The world is full of spots. They invite you, seducing you into skating on them. A great skate spot encourages you to nail a line of tricks on it, pushing you to keep trying after every bail. An expertly placed ramp that leads you to a rail and down a flight of stairs is one of the many Mona Lisas that skaters strive for. The idea of successfully conquering said spot is what drives them to push themselves, learn from their mistakes, and grow. It’s all about the location, something some skateboarding games have nailed for over two decades. And while newcomer Skater XL has a good foundation for its trick system, it fails to inspire the practice of those mechanics on its small number of largely lacklustre levels.

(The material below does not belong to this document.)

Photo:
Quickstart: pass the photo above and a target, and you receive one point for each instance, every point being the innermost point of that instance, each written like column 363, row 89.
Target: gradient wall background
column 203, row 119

Skater XL’s trick system is easy to understand and rewarding to learn. Each analog stick is assigned to a foot, and your job is to twist and push those sticks to pull off a cavalcade of tricks. A kickflip requires you to pull the right stick (your right foot) back, snap it up for an ollie and then kick the board with your left stick (left foot) to cause it to flip. It’s an engaging way to perform the simplest tricks, and while it may sound complicated, Skater XL’s physics give you a lot of room for nailing tricks.
At times, it feels somewhat weightless and more like you’re controlling a board with no one on it than an actual person that has to twist their body and manipulate the board with their feet. This isn’t necessarily a bad thing, as many games have utilized less-than-realistic physics to create great skateboarding power fantasies. Unfortunately, Skater XL’s levels aren’t the interesting playgrounds for your skateboarding endeavors that they need to be for a compelling experience.